I'm interested in using our historical project data to build a predictive model. Is it possible to use Machine Learning to identify early warning signs of a budget overrun based on past performance, and what features should I include in the dataset?
3 answers
Absolutely, this is a fantastic use case for Regression analysis. You should build a dataset that includes features like: initial budget, team seniority levels, project duration, number of stakeholders, and "Requirements Volatility" (how often the scope changed). In a project I worked on last year, we found that "Time Since Last Milestone" was the strongest predictor of a cost spike. If a milestone was delayed by more than 10%, there was an 80% correlation with a 20% budget overrun. Using a Random Forest model can help you see which of these factors is the most "important" in driving costs up.
How are you planning to handle the "Dirty Data" from your older projects? In my experience, historical budget logs are often incomplete or filled with inconsistent categorization, which can ruin a model's accuracy.

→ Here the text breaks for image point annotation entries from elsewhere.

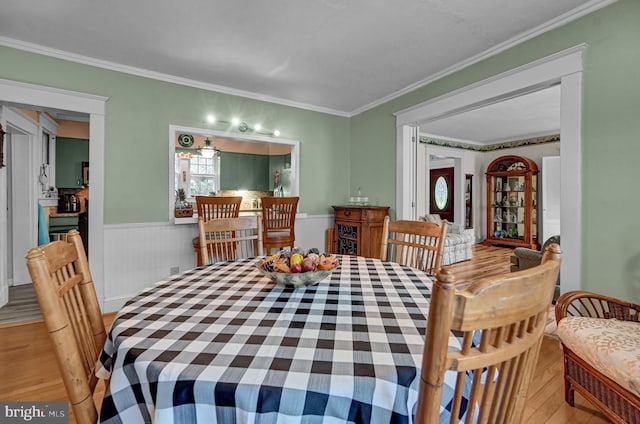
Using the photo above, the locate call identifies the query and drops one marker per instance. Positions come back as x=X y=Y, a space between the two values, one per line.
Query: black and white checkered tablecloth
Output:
x=225 y=344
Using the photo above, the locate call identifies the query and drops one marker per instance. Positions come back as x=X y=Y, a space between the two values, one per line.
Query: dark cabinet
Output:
x=358 y=229
x=70 y=155
x=512 y=202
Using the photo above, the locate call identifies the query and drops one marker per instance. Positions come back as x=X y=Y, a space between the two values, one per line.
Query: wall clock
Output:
x=185 y=140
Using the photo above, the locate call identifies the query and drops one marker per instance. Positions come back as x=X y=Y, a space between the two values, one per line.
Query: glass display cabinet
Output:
x=512 y=202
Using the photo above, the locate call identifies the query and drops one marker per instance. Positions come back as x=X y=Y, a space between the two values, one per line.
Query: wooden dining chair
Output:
x=419 y=244
x=213 y=207
x=64 y=287
x=278 y=222
x=227 y=239
x=501 y=321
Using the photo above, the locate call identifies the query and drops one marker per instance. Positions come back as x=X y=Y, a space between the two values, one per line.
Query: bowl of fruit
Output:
x=297 y=269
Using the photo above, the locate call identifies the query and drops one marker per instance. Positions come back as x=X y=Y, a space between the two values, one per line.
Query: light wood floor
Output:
x=28 y=370
x=22 y=306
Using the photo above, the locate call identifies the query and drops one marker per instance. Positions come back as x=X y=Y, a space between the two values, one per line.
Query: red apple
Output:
x=308 y=265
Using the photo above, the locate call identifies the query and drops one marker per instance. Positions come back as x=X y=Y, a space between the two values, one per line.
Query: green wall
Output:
x=610 y=138
x=139 y=112
x=241 y=171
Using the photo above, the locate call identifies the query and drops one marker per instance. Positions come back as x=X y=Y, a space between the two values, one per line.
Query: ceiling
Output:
x=532 y=115
x=335 y=56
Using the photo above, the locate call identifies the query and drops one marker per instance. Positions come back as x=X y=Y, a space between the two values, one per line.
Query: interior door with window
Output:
x=441 y=189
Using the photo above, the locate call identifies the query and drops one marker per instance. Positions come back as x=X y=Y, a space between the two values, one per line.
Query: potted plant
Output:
x=182 y=208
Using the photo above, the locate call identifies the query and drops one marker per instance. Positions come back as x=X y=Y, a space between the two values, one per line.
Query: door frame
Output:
x=23 y=223
x=564 y=68
x=24 y=94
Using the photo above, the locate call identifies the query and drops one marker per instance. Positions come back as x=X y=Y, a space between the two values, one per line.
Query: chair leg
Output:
x=568 y=388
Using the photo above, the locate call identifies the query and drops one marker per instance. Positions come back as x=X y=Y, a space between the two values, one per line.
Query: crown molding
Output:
x=557 y=22
x=455 y=144
x=104 y=64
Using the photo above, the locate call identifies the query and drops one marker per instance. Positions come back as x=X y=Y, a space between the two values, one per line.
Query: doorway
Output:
x=34 y=96
x=564 y=68
x=441 y=192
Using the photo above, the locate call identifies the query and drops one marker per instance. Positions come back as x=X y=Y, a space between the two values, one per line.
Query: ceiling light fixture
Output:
x=242 y=126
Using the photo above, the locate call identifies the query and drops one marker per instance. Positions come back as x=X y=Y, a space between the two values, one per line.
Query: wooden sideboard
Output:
x=358 y=229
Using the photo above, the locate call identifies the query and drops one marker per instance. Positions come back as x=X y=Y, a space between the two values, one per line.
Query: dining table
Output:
x=224 y=343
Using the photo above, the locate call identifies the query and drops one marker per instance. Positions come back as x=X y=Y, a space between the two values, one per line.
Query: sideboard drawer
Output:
x=348 y=214
x=358 y=229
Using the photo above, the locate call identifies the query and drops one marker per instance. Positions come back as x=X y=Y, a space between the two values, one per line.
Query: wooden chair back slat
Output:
x=501 y=320
x=278 y=222
x=64 y=287
x=418 y=244
x=227 y=239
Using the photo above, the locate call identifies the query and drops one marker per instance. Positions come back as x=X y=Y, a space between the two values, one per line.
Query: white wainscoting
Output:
x=138 y=255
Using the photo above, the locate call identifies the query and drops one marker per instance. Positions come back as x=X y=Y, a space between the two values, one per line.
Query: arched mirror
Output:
x=209 y=162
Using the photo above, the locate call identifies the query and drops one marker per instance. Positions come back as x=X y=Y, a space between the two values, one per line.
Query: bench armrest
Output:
x=586 y=304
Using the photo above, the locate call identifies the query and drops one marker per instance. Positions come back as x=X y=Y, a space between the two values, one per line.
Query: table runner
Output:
x=223 y=343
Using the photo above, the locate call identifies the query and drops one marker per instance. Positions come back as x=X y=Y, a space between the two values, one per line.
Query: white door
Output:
x=550 y=197
x=22 y=201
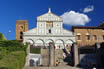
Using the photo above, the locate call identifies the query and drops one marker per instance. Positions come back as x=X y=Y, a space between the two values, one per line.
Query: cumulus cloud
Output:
x=88 y=9
x=75 y=18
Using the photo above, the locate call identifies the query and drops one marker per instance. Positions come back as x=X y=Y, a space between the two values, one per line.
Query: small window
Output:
x=21 y=27
x=95 y=37
x=78 y=37
x=50 y=31
x=103 y=37
x=88 y=37
x=21 y=35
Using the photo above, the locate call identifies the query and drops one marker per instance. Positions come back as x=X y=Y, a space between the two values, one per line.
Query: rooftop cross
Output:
x=49 y=10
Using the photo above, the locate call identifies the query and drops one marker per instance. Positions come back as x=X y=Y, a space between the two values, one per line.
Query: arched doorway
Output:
x=68 y=45
x=39 y=42
x=59 y=44
x=48 y=41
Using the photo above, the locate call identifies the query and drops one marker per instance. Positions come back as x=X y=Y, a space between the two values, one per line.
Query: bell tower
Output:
x=21 y=26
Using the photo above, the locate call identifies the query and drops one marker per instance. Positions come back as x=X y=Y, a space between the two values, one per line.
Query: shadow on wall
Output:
x=87 y=57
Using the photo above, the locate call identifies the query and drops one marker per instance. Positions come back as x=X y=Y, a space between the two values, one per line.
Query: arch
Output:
x=68 y=44
x=39 y=42
x=48 y=41
x=69 y=41
x=21 y=35
x=59 y=44
x=30 y=41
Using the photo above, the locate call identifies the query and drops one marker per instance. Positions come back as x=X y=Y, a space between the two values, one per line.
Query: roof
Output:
x=22 y=21
x=100 y=25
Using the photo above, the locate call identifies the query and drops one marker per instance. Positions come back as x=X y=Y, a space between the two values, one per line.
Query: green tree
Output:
x=2 y=37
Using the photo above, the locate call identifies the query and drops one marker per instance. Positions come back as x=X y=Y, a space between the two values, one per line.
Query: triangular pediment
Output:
x=49 y=17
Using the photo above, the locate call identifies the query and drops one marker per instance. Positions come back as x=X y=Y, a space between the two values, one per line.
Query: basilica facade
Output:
x=49 y=29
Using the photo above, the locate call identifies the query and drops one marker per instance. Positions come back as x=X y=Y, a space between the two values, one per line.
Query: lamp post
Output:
x=9 y=31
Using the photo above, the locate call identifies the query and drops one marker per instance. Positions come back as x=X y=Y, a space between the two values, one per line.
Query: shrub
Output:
x=15 y=60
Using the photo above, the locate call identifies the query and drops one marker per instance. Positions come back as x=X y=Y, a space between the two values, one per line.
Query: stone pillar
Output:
x=45 y=56
x=98 y=55
x=27 y=57
x=76 y=59
x=52 y=54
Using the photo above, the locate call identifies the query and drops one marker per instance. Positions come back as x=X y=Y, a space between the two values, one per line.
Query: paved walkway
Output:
x=66 y=67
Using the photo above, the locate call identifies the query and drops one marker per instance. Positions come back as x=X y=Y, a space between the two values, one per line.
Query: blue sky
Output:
x=12 y=10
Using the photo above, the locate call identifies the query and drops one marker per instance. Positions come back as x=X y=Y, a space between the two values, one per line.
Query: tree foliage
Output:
x=2 y=37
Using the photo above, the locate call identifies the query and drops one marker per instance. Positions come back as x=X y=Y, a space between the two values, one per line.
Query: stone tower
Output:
x=21 y=26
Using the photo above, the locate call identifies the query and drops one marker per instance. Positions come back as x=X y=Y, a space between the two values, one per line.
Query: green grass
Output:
x=35 y=50
x=12 y=54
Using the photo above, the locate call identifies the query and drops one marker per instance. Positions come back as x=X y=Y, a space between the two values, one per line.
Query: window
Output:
x=21 y=35
x=78 y=37
x=21 y=27
x=88 y=37
x=95 y=37
x=50 y=31
x=103 y=37
x=49 y=24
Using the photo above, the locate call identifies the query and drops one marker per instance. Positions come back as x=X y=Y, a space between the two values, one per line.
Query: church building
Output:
x=49 y=29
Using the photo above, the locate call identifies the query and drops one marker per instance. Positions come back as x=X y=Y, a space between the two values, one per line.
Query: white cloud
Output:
x=75 y=18
x=88 y=9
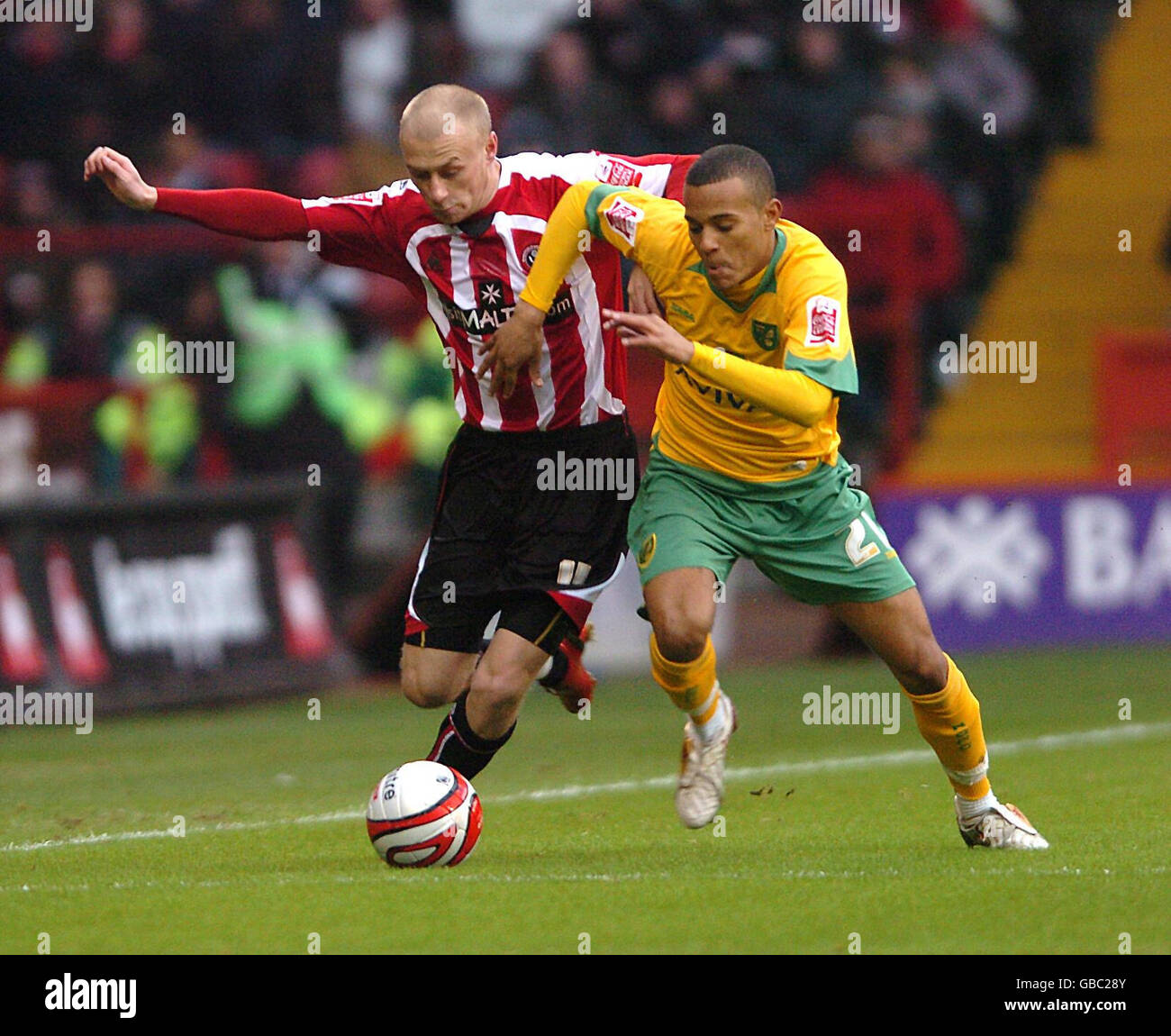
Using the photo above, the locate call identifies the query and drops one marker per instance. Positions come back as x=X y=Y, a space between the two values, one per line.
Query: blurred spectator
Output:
x=27 y=325
x=988 y=105
x=821 y=93
x=566 y=106
x=1060 y=40
x=898 y=238
x=674 y=121
x=503 y=34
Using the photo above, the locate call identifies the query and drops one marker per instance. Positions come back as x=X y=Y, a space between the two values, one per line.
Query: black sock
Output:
x=459 y=747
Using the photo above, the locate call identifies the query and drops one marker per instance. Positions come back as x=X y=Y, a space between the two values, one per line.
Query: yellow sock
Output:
x=690 y=685
x=949 y=722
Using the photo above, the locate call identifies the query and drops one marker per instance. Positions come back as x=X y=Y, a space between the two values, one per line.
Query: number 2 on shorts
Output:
x=854 y=548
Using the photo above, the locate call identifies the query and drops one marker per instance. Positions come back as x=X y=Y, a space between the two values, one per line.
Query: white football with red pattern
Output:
x=424 y=815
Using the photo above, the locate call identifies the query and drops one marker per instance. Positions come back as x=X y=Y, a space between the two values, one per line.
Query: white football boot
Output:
x=1003 y=827
x=701 y=786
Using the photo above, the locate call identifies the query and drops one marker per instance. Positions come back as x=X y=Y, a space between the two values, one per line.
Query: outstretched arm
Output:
x=261 y=215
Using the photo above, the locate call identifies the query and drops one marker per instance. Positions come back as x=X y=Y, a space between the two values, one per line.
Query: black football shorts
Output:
x=531 y=524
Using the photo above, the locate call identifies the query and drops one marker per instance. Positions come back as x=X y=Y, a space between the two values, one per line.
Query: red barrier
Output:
x=1134 y=403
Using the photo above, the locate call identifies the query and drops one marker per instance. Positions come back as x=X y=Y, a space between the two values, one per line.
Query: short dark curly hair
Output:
x=727 y=160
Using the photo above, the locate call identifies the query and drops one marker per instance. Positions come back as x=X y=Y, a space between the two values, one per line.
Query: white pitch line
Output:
x=1046 y=742
x=381 y=877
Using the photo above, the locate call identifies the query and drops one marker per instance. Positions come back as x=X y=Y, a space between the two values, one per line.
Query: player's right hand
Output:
x=640 y=295
x=118 y=173
x=515 y=344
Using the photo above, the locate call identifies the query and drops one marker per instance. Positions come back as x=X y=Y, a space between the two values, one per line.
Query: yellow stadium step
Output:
x=1069 y=282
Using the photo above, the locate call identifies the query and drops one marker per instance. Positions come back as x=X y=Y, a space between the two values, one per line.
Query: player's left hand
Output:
x=515 y=344
x=650 y=332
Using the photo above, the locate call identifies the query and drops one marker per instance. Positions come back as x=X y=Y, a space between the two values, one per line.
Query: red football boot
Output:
x=577 y=683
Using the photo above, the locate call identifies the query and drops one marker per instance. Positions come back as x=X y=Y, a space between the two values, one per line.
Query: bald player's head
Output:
x=445 y=109
x=446 y=140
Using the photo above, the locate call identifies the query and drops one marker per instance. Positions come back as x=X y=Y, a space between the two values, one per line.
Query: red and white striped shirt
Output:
x=473 y=282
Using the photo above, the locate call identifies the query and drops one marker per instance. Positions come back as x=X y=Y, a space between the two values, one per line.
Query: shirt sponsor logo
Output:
x=619 y=172
x=491 y=314
x=823 y=316
x=624 y=218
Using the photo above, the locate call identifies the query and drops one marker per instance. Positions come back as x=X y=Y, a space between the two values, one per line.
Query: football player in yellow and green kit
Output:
x=745 y=459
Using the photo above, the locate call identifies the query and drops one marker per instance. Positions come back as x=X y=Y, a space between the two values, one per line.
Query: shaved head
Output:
x=444 y=110
x=449 y=151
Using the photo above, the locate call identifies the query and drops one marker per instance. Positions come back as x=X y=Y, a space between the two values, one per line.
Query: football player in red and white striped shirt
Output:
x=534 y=495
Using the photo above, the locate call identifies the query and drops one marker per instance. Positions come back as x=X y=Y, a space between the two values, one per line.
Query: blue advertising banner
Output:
x=1007 y=568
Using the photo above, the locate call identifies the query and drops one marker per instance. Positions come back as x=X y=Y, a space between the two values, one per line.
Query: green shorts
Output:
x=816 y=536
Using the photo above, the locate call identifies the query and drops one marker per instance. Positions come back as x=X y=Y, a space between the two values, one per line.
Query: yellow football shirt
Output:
x=792 y=316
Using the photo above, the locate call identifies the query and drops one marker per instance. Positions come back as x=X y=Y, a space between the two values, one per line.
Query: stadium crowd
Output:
x=866 y=128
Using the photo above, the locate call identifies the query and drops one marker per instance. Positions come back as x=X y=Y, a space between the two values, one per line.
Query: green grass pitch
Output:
x=849 y=844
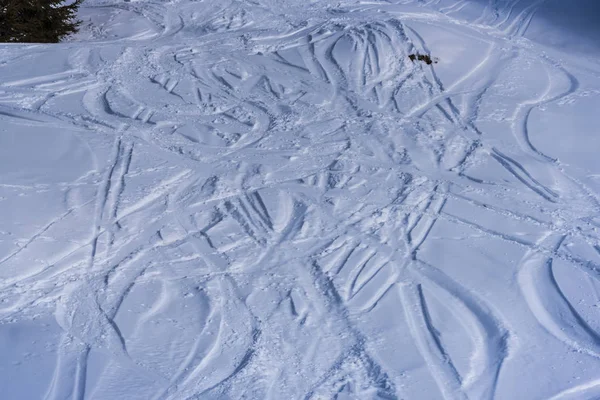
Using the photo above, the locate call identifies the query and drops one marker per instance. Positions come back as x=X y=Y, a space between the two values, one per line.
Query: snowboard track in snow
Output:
x=264 y=213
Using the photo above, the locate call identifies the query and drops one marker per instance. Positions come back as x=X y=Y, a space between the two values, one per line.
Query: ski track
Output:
x=271 y=185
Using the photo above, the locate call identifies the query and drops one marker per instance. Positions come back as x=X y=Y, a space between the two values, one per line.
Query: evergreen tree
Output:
x=37 y=21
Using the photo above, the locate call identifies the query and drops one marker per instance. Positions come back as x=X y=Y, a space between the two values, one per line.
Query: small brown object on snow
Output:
x=426 y=58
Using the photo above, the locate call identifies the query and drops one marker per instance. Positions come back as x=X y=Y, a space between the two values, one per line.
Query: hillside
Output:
x=293 y=199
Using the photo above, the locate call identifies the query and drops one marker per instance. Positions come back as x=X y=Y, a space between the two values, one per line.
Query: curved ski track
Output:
x=271 y=185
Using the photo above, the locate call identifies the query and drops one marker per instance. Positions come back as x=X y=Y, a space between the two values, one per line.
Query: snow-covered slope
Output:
x=268 y=199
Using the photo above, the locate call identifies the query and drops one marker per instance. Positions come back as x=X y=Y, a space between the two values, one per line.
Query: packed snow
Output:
x=271 y=199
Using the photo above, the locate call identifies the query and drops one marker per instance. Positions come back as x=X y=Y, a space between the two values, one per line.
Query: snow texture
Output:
x=269 y=199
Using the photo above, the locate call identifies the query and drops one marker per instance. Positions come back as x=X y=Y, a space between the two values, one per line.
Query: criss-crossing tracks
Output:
x=271 y=200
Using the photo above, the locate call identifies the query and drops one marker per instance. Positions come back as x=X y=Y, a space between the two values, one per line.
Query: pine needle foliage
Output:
x=37 y=21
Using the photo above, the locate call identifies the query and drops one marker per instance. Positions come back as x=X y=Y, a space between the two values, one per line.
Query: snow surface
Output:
x=267 y=199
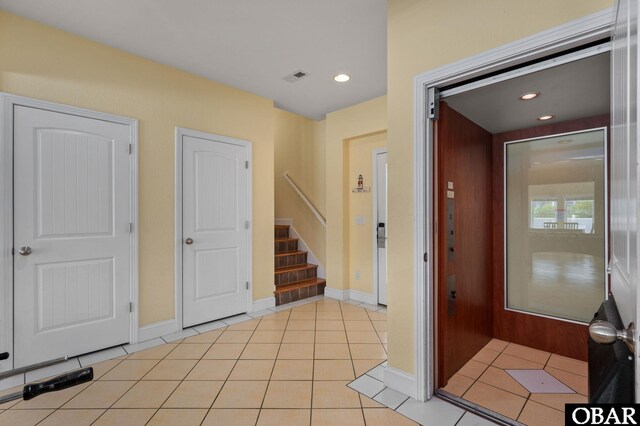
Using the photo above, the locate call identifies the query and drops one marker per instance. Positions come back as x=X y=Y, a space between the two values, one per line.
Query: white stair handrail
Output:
x=309 y=204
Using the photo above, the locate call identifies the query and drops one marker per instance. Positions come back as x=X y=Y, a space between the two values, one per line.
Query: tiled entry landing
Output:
x=287 y=366
x=498 y=376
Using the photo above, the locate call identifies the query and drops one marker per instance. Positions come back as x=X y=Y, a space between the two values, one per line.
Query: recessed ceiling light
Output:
x=529 y=96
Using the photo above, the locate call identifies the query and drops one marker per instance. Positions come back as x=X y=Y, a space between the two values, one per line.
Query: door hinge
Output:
x=433 y=103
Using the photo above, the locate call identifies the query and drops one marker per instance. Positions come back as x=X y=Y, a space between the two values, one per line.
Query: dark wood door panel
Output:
x=464 y=159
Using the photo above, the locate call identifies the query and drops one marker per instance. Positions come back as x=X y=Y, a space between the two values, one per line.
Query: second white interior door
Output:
x=216 y=228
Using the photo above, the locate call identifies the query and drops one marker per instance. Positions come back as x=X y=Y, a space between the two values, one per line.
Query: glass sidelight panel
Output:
x=555 y=224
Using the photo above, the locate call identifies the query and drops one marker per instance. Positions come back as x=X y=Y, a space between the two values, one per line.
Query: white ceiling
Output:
x=578 y=89
x=248 y=44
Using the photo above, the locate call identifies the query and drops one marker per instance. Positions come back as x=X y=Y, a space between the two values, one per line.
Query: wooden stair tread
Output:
x=296 y=267
x=289 y=253
x=300 y=284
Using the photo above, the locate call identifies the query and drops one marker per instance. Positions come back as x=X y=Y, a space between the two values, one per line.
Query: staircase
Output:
x=295 y=279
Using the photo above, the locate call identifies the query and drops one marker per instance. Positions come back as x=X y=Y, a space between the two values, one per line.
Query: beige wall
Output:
x=361 y=204
x=348 y=123
x=44 y=63
x=299 y=145
x=424 y=35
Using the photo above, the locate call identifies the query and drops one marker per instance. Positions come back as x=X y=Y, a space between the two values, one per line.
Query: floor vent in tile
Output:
x=539 y=381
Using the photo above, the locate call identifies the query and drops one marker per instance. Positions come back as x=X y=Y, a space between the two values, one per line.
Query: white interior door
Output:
x=215 y=228
x=381 y=225
x=624 y=166
x=71 y=235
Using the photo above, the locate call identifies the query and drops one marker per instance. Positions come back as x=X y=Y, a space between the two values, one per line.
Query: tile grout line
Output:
x=189 y=372
x=274 y=365
x=351 y=358
x=69 y=400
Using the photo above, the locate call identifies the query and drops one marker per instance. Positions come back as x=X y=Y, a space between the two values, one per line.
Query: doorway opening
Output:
x=520 y=211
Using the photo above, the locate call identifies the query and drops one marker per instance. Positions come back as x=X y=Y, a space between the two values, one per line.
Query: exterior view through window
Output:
x=555 y=211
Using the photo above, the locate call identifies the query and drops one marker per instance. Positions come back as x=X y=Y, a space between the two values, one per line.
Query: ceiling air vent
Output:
x=292 y=78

Start simple with a Logistic Regression to predict a "Binary" outcome: Will this project go over budget? Yes or No. Once that is accurate, then move to predicting the exact amount.
Great advice, Lisa. A binary classifier is much easier to train and still provides immense value for early risk assessment.
That's my biggest hurdle, Kevin. I’m currently manually cleaning the last two years of data. Do you think I should focus only on the last 12 months where our logging was more disciplined, or is more data (even if slightly messy) better for training the model?